Learning safe, constrained policies via imitation learning: Connection to Probabilistic Inference and a Naive Algorithm
This work addresses the need for safe and constrained policy learning in imitation learning, though it appears incremental as it builds on existing connections to probabilistic inference and entropy maximization.
The paper tackles the problem of learning safe, constrained policies via imitation learning by introducing a method that connects to probabilistic inference and uses dual gradient descent for optimization. Experiments show the method learns effective policies that comply with multiple constraints and generalize across different modalities.

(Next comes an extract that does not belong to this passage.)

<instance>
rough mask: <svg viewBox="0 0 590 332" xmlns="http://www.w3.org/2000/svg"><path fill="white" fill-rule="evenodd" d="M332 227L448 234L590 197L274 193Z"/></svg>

This article introduces an imitation learning method for learning maximum entropy policies that comply with constraints demonstrated by expert trajectories executing a task. The formulation of the method takes advantage of results connecting performance to bounds for the KL-divergence between demonstrated and learned policies, and its objective is rigorously justified through a connection to a probabilistic inference framework for reinforcement learning, incorporating the reinforcement learning objective and the objective to abide by constraints in an entropy maximization setting. The proposed algorithm optimizes the learning objective with dual gradient descent, supporting effective and stable training. Experiments show that the proposed method can learn effective policy models for constraints-abiding behaviour, in settings with multiple constraints of different types, accommodating different modalities of demonstrated behaviour, and with abilities to generalize.